Ph.D. in Archaeology and the Ancient World

The requirements for a Ph.D. in Archaeology and the Ancient World combine rigor (to ensure adequate training in the multiple fields the subject requires) and flexibility (to allow students space to evolve and pursue their own research interests).  Requirements involve coursework and examinations in archaeology, ancient history and the relevant ancient and modern languages, and, of course, the writing of a dissertation.

All students in the program have the same base requirements, but it is understood that the selection of certain courses and the setting of certain examinations (for example, in ancient history or ancient languages) will follow the primary research orientation of the student, be it an interest in the Mediterranean, Egypt, or ancient Western Asia.

For general guidelines to Brown Ph.D. programs and details of the Graduate School's application process, visit http://gradschool.brown.edu.

Additional information for current students is available at http://proteus.brown.edu/useful (password protected).

 

Coursework Requirements

Course requirements are normally completed in the first three years of the program. Graduates are expected to take a regular course-load of four courses per semester (three courses in terms when a student is teaching or holding a proctorship). A minimum of 24 tuition units is required by the Graduate School.

Students are required to take:
— at least two courses in Mediterranean archaeology (prehistoric, Greek, Roman, medieval)
— at least two courses in Near Eastern or Egyptian archaeology
— at least two courses that explore theoretical, methodological or comparative issues in archaeology
— at least two courses in ancient history or ancient culture (the geographical focus of these courses may depend on the student's primary research interest)

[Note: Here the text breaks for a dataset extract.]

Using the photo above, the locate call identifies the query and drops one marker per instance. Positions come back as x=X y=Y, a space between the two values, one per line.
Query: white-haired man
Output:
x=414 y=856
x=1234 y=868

Serving as a Teaching Assistant in a relevant course is allowed to count towards fulfilling these distributional requirements. All these courses should normally be taken at the graduate seminar (2000 and above) level, though other upper-division (1000-level) courses available for graduate credit may be taken with the permission of the Director of Graduate Studies (DGS). Click here for a list of courses associated with the Joukowsky Institute; other relevant courses are taught through the Departments of Anthropology, Classics, Egyptology and Assyriology, History of Art and Architecture, and Religious Studies, among others.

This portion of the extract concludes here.